Fifty-three percent of foundation staff members who identify as lesbian, gay, bisexual, transgender, or “queer” are not “fully out” at their workplaces, compared with 46 percent of staff in the corporate sector, according to a new study.
At foundations that do not have a social-justice or LGBTQ mission, about 20 percent more staff members had not revealed their sexual identity. The report said staffs had 16.2 percent gay, lesbian, and bisexual people on the staff or on the boards of foundations.
The findings are from a Funders for LGBTQ Issues report. Thirty-six foundations participated, and 947 individual responses were recorded. For the study, Funders for LGBTQ Issues collaborated with Diversity Among Philanthropic Professionals, SMU DataArts, and the Evelyn and Walter Haas Jr. Fund.
“We expected a higher percentage of people to be out across the board. It was shocking, surprising, and alarming,” said Lyle Matthew Kan, lead author and director of research and communications for Funders for LGBTQ Issues. “To see philanthropy performing comparatively worse to the corporate sector was surprising to us.”
Other findings cited in the report said one staff member in 10 LGBTQ has left a job because the workplace was “not very accepting,” adding that “out” LGBTQ employees enjoy greater job satisfaction, stronger job commitment, better health outcomes, and higher productivity compared with “closeted” LGBTQ employees.
The report’s findings didn’t look at each group individually, so it was not able to say whether transgender workers, for example, encountered more problems than the others. However, Kan said it’s likely that some groups are more likely to face discrimination.
Power Equals Safety
Generally, LGBTQ people in philanthropy are more likely to be out the more senior their position, Kan said, adding that these individuals may perceive that it’s safer to be out in a position of power.
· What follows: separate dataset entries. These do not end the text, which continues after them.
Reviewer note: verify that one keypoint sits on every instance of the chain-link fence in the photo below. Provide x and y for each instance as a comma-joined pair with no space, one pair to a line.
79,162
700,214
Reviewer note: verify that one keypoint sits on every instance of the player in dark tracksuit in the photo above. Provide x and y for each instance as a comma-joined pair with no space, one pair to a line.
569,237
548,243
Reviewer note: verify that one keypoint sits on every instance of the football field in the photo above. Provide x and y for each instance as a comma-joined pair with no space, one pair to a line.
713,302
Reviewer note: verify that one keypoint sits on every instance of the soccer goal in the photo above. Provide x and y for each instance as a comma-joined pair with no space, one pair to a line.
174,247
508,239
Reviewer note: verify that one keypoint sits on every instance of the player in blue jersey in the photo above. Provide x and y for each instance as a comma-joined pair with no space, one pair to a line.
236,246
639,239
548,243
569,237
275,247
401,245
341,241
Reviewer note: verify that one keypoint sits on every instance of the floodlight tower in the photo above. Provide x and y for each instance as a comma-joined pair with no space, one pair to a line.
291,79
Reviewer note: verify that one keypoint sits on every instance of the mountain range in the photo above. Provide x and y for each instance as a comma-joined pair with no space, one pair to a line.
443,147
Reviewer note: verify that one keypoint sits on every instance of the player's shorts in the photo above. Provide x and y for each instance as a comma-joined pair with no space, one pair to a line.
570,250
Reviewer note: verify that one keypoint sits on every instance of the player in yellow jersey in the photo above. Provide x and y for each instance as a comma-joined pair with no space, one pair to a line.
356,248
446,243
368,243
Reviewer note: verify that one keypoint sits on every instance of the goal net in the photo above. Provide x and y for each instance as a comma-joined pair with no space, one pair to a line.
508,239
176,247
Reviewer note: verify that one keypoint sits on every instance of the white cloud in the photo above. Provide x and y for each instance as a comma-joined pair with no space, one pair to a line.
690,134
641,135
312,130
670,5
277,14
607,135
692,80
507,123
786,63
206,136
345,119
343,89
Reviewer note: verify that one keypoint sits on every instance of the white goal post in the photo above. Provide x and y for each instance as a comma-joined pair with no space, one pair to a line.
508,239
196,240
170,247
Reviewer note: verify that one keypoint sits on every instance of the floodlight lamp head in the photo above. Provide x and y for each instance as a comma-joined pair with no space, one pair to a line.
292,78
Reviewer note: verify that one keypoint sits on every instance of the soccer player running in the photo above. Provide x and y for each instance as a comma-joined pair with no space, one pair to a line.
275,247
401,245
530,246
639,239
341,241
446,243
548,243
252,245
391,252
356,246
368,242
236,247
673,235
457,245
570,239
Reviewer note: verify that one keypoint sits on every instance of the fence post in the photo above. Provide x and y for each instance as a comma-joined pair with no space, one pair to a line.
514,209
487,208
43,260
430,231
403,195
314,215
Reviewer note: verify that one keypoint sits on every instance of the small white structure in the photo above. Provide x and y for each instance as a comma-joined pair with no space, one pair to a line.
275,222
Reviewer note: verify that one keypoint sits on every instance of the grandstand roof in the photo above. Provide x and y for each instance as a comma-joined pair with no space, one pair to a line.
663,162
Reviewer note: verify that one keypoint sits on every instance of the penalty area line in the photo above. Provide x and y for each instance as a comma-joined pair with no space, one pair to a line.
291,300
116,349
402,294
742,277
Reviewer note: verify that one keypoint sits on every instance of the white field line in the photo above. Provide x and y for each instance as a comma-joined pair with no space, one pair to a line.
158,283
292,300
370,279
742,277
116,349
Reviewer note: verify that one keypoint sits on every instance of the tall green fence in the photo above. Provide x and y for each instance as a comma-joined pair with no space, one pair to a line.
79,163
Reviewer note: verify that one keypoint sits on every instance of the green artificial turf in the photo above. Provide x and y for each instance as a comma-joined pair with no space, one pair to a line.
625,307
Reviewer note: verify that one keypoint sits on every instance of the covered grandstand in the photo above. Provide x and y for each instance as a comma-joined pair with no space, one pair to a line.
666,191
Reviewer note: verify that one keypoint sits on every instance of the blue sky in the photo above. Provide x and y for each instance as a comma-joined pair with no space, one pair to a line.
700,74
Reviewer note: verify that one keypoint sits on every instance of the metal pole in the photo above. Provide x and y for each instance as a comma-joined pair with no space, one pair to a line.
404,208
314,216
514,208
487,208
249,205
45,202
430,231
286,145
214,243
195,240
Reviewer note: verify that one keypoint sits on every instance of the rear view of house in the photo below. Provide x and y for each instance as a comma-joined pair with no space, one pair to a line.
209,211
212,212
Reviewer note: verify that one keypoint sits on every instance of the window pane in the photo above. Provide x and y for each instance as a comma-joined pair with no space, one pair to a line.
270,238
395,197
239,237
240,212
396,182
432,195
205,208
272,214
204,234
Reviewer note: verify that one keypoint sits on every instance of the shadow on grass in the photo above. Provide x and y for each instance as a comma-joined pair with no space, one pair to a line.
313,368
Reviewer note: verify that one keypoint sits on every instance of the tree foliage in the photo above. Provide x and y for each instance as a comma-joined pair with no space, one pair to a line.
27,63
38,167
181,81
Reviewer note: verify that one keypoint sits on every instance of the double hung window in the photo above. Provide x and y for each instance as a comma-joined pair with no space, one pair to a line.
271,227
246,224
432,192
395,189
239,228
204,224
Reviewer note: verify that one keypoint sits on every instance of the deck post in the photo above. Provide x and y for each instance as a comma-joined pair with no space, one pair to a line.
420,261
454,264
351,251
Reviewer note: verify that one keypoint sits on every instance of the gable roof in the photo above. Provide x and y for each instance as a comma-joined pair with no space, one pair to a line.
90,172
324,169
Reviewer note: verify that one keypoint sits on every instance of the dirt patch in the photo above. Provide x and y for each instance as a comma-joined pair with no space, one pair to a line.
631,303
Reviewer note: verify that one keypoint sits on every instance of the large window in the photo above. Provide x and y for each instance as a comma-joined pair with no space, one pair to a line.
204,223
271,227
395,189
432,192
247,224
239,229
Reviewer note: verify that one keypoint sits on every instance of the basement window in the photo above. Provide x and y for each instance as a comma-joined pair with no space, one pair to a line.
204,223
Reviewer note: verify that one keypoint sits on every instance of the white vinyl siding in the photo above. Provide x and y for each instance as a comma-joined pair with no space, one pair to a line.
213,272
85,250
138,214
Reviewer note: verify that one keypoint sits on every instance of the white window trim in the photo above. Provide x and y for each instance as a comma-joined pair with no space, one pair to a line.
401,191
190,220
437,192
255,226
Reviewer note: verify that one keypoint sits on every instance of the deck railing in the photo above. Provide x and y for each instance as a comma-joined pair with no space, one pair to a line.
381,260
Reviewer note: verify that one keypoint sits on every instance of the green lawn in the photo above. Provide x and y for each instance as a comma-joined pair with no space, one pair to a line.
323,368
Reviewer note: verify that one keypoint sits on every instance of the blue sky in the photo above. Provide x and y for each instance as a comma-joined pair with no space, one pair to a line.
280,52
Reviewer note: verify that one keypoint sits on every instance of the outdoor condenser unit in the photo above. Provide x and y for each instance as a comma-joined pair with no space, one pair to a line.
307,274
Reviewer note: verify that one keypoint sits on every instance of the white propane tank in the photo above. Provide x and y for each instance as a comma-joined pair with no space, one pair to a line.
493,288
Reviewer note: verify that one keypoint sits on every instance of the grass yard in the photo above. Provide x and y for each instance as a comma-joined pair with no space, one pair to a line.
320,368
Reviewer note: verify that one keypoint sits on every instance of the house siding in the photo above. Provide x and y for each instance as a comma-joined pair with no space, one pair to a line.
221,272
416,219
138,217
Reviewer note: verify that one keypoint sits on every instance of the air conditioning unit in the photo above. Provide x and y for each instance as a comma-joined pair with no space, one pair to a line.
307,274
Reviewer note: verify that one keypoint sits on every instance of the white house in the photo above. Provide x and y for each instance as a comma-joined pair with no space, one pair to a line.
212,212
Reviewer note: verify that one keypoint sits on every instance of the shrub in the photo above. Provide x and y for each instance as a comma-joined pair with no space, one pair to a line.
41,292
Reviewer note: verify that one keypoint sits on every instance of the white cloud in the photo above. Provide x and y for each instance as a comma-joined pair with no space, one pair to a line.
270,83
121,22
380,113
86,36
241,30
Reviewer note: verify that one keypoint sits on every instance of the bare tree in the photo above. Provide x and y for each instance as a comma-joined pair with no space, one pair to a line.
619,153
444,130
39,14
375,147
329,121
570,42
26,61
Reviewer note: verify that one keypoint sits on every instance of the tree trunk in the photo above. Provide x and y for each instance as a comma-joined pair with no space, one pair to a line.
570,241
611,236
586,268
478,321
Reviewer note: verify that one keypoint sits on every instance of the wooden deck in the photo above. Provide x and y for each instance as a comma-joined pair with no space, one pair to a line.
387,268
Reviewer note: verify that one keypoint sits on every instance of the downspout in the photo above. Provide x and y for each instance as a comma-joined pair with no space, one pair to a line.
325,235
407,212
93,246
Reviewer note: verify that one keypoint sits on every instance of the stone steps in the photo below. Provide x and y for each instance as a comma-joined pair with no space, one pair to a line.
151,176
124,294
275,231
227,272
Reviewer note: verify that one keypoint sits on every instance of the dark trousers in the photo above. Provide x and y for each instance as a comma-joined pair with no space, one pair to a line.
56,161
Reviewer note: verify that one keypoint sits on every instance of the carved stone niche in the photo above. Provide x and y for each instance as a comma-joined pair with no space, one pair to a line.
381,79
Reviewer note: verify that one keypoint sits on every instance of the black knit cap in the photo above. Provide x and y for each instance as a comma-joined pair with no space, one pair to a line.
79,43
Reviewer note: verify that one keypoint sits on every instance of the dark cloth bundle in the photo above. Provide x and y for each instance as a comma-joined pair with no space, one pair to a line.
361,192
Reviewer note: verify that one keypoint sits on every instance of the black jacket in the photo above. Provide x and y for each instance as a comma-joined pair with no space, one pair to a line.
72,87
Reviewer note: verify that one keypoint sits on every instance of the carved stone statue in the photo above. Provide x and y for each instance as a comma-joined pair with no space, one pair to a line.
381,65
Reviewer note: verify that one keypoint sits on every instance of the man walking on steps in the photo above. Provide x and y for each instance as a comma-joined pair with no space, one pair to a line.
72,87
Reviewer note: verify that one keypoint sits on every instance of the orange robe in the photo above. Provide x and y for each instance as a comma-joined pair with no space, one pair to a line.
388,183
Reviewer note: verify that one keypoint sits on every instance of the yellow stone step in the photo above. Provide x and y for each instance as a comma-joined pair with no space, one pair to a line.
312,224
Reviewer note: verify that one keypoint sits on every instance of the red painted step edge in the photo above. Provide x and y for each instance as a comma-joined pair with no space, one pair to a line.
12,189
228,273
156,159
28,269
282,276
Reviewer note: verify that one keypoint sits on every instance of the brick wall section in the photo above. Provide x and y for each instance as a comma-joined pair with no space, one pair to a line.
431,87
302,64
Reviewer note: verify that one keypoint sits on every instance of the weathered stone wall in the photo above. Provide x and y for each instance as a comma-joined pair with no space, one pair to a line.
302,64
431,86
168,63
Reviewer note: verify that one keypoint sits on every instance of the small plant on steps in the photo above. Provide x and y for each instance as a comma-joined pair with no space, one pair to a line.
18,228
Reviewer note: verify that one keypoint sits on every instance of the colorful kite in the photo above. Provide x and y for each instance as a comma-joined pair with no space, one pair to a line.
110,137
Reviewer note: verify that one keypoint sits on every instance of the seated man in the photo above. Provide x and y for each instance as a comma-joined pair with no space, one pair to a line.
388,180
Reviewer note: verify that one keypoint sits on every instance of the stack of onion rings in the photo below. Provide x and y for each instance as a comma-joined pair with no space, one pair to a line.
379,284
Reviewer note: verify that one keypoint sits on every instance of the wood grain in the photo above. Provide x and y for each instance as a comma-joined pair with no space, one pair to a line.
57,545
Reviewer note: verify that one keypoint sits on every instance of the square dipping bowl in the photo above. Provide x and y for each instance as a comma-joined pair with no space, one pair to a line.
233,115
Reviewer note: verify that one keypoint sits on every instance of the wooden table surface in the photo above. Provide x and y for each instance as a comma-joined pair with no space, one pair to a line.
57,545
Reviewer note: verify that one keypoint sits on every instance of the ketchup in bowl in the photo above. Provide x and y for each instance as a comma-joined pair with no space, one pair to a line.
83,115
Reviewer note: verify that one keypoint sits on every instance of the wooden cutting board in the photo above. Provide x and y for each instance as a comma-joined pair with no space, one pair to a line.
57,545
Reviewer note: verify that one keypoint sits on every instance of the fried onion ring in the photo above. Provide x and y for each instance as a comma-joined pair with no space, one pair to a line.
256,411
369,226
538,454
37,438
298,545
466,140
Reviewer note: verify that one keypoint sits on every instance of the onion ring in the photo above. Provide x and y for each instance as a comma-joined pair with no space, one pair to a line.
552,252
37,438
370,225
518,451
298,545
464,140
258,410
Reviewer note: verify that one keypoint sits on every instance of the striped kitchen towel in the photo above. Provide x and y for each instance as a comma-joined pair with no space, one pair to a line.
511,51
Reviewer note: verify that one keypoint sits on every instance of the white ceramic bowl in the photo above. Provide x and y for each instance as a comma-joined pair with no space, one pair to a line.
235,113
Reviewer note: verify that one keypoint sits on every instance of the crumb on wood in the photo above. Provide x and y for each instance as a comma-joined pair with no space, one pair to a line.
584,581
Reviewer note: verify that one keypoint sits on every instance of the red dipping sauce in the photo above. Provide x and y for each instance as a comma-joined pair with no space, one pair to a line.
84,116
For example, nearly 73 percent of board members at any foundation said they were out at work. About 62.5 percent of CEOs were out, but only 31 to 37 percent of program, support, and other staff were out.
Experts generally are not surprised by the gap. Kristi Andrasik, a youth and social-service program officer at the Cleveland Foundation and a researcher on LGBTQ programs, released a survey last year with a colleague that asked LGBTQ workers at mainstream foundations to offer their perspectives.
That survey, called “Reaching Our Unknown Queer Colleagues to Catalyze Mainstream Funding,” collected responses from nearly 60 people. One worker anonymously said, “It is exhausting to have to constantly be coming out or feel as though I’m not being seen for who I truly am.”
Another said, “When same-sex marriage was legalized, no one in my office celebrated. I felt isolated.”
Over all, Andrasik said, people reported that their experiences and ideas had at some point been laughed at, ignored, or otherwise not taken seriously at the workplace. Other studies, like one from the Human Rights Campaign Foundation, said one LGBTQ worker in five has been told directly or indirectly to “dress in more of a feminine or masculine manner.” Fifty-three percent in that study said they have heard jokes from coworkers about lesbian or gay people once in a while.
Workplace Improvements
No federal laws explicitly protect LGBTQ people from being unfairly fired, not hired, or discriminated against in the workplace on the basis of sexual orientation or gender identity. Forty-eight percent of LGBTQ adults live in areas without state workplace protections, the Funders for LGBTQ Issues report said.
Kan created a set of recommendations for foundations to follow to improve workplace inclusivity:
- Make sure your institution’s nondiscrimination policies explicitly include protections based on sexual orientation, gender identity, and gender expression.
- Conduct targeted outreach to LGBTQ communities in your recruitment for staff roles, board positions, and committee opportunities.
- Make sure your human-resource policies are LGBTQ-friendly, such as seeing that your health-insurance policy provides benefits for LGBTQ families and covers transition-related health-care costs for transgender employees.
- Treat LGBTQ discrimination the same way you would treat racial or gender discrimination.
- Provide training on LGBTQ issues and create a culture in which ongoing learning about cultural sensitivity is not only encouraged but expected.